THE CLARION – A PAPER, A MOVEMENT, A WAY OF LIFE
Set up by socialist Robert Blatchford in the 1890s, The Clarion newspaper was, what we'd call today, a `lifestyle choice' as well as a top read. It inspired its readers to set up clubs and activities reflecting its values – and these ranged from the famous Clarion Cycling Club (which is still going), to choirs, bands and rambling clubs with attitude. It even had its own Clarion Café on Market Street in Manchester.
Now, as part of the 2012 Manchester Histories Festival, the Working Class Movement Library on the Crescent has launched an exhibition featuring all things Clarion - books, sports trophies and memorabilia, newspapers, and programmes for musical events. Also on display is an original Bolton Clarion Scrapbook, dating from 1898, with an electronic copy `flipbook' that you can browse.

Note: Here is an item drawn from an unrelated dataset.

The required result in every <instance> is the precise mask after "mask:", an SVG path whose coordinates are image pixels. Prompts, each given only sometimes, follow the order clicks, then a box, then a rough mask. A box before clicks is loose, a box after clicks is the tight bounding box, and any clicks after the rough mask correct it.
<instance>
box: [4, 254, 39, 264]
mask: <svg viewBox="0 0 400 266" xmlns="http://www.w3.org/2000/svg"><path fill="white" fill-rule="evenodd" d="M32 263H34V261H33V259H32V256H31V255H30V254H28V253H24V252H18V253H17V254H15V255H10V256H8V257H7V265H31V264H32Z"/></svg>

Alongside the exhibition are Clarion themed events ranging from a cycling day to music to talks (see below for full details).
A newspaper with a caring heart and soul? How quaint. All we get now is the top selling Daily Malice…
The Clarion – A paper, a movement, a way of life…
Working Class Movement Library
Until March 30th free
Open Wed-Fri 1-5pm
Further details click here.
Sunday 26 February: Clarion Cycle Day
The Clarion Cycling Club, riding penny farthings and vintage cycles, will be at the People's History Museum in Manchester during the morning. Then, at noon, there's a guided family cycle ride with the Clarion cyclists to the Working Class Movement Library where Clarion tea will be served (see here for full details).
Saturday 17th March 2pm: Bolton Clarion Choir and talk
The Bolton Clarion Choir, along with the Bolton Clarion Cycling Club, is still going strong and it will performing songs of protest and celebration, followed by a talk about the Clarion movement from Denis Pye, author of Fellowship Is Life: The National Clarion Cycling Club 1895-1995.
Wednesday 28th March 2pm: Robert Blatchford
Deborah Mutch, Senior Lecturer in English at De Montfort University, Leicester will talk on Robert Blatchford's journey to socialism, starting with the founding of the Clarion and then focusing on the literature that made The Clarion famous.